By Brice Wallace
Speaking recently at an economic summit in Salt Lake City, Utah’s new governor saw the perfect metaphor for the “Utah roadmap” and the state’s economy just a few blocks away.
Construction to earthquake-proof the Salt Lake Temple does not involve tearing down the temple but instead “make what seemed like the perfect, beautiful building even better and even stronger,” Spencer Cox said at the Economic Outlook & Public Policy Summit, presented by the Salt Lake Chamber and the Kem C. Gardner Policy Institute.
Utah justifiably can be proud of its accomplishments, he said. “It would be very easy for us to just keep doing what we’re doing because it’s working so well. And, of course, the adage is, ‘If it’s not broke, don’t fix it,’” Cox said. “But I believe if it’s not broke, that we can still make it better, and that’s exactly what we have to do.”
In a wide-ranging speech and Q&A session, Cox spoke of spreading economic opportunity throughout the state, in part by boosting education and workforce training, and funding infrastructure to enable Utah’s economy to grow even further.

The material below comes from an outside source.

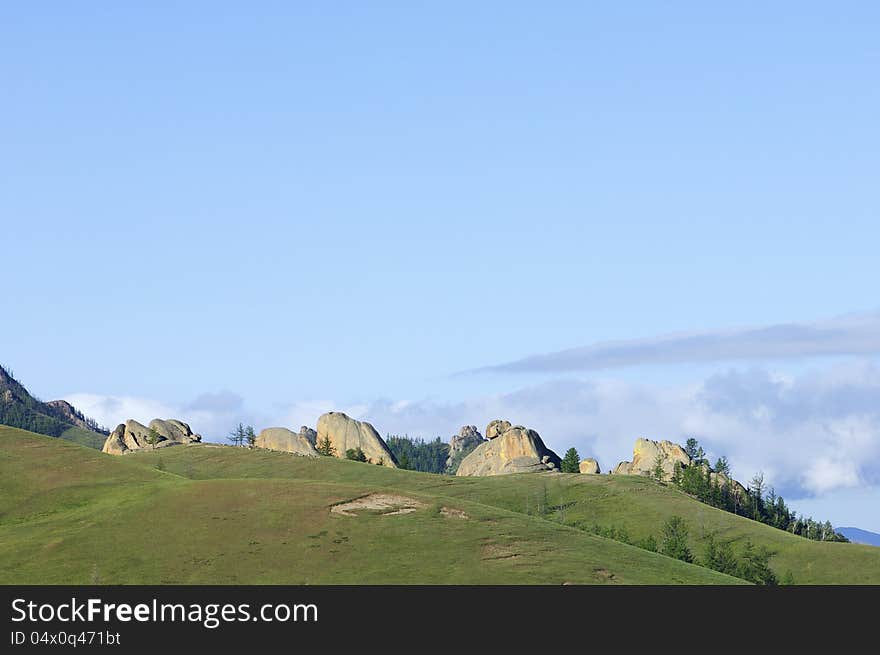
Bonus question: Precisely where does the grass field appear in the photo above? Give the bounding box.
[0,427,880,584]
[59,428,107,450]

Much of what was said falls under the “Opportunity For Everyone” banner. For example, while Utah’s overall poverty rate is less than 9 percent, it’s closer to 15 percent for Latinos and 29 percent for black Utahns. Meanwhile, economies in some of Utah’s rural counties are “heading the wrong direction” and “the people are being left behind,” he said.

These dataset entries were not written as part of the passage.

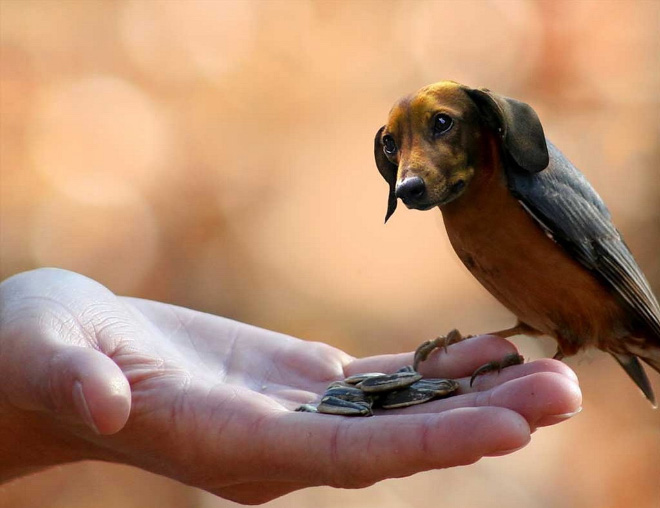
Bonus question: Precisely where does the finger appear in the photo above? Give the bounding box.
[458,358,579,393]
[344,335,517,379]
[8,343,131,434]
[213,482,309,504]
[378,370,582,428]
[246,407,530,488]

Cox said he wants the focus on economic development to be people. “We’ve forgotten that economic development is not an end in and of itself. It’s a means to an end. It’s a means to blessing the lives of people, to improving their lives, to help them move forward so that they can provide for their families,” the governor said.
For example, job growth is great, but Utah must make sure it has skilled people to fill those jobs, he said.

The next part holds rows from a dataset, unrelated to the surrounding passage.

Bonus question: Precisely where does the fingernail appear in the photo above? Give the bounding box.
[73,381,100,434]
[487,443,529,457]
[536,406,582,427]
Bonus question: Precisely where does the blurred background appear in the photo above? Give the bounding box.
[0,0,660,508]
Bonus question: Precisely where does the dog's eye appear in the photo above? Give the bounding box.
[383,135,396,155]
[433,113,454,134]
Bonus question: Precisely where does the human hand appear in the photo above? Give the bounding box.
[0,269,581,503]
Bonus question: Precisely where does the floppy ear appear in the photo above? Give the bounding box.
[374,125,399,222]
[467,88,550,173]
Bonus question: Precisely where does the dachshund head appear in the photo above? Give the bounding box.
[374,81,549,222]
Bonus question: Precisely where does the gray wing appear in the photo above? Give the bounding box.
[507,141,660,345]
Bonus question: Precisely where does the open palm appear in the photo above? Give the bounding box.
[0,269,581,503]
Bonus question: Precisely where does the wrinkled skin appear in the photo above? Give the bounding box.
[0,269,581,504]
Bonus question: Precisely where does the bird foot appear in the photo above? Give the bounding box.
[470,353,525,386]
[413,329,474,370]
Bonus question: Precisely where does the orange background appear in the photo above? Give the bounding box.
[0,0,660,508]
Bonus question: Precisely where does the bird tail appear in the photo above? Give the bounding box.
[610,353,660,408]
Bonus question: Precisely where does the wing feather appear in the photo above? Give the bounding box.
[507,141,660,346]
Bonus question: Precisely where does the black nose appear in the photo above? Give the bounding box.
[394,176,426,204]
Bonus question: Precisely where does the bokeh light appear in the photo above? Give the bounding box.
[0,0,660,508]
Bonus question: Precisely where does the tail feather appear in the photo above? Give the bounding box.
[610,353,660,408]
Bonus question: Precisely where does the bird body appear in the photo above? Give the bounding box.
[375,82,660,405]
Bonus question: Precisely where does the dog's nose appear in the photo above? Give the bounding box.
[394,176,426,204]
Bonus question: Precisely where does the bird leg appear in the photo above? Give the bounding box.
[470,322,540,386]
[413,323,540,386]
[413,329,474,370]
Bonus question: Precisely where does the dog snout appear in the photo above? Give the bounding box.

“It means absolutely nothing for us to incentivize a company to bring a hundred jobs or a thousand jobs here if no one here in the state of Utah is qualified to get those jobs,” he said. If people are brought in from outside Utah to fill those jobs, the growth will not be a blessing to Utahns’ lives but instead only lead to more traffic congestion, higher housing prices and more air quality problems.
Educating Utahns for job opportunities now and in the future must start in early childhood, focus on equity in educational opportunity, and continue in college and throughout the rest of people’s lives, he said.
The governor called for change in the mindset that education occurs during approximately the first 20 years of life and work comes after that. “That doesn’t work in this new economy,” Cox said.
To boost the idea of “upskilling” Utahns, Cox pushed the notion of an innovation fund for K-12 and higher education to partner with businesses to figure out how to better educate Utah’s workforce.
“This is where I think we have the biggest opportunity for success as a state and as a nation, is this idea of workforce development and helping people understand that we’re constantly learning, reinventing ourselves, finding new jobs and new ways to produce in this economy,” he said.
The “Opportunity For Everyone” mantra also is reflected in his call for infrastructure investment, both along the Wasatch Front and in rural Utah. Increasing the amount of FrontRunner tracks in certain areas will peel time off of workers’ commutes while alleviating vehicle traffic, which helps address air quality issues, he said. It would help ensure “that future generations will be able to get where they need to go and keep economic activity alive here along the Wasatch Front.”
Cox encouraged the Legislature to invest in roads in Utah’s small towns, many of which he said are seeing “catastrophic infrastructure failure.”
“If you’re an entrepreneur in a rural area and you want to expand a business or move a business there, you can’t do that if you don’t have broadband, you can’t do that if you don’t have roads that people can drive on, you can’t do that if you don’t have natural gas or electricity at the rate that you need,” he said. “Those things matter, and we have to be willing to invest.”
Among lessons taught by the COVID-19 pandemic that can be applied in the future are that remote capabilities will allow people to work wherever they want — obviously a benefit to rural Utah. “Your ZIP code shouldn’t determine how long you live, your ZIP code shouldn’t determine how much money you make, you’re ZIP code shouldn’t determine any of those things,” Cox said.
The new governor acknowledged he doesn’t have all the answers and that his administration, being new, will make mistakes.
“We are not going to be perfect, but my pledge to you is that they are going to be mistakes of commission. They are going to be mistakes of trying,” he said.
Using another metaphor, he recalled a youth baseball game where his father “really got on me” after Cox looked at a third strike when he should have been swinging the bat.
Utahns expect and deserve that effort as the new administration strives to advance the economy and thereby allow people to provide for their families; boost the state’s standard of living; and continue to make Utah “the best place in the world to live, to work and to raise a family,” he said.
“We’re going to strike out sometimes,” Cox said, “but we’re going to strike out because we’re trying, not because we’re sitting back and watching.”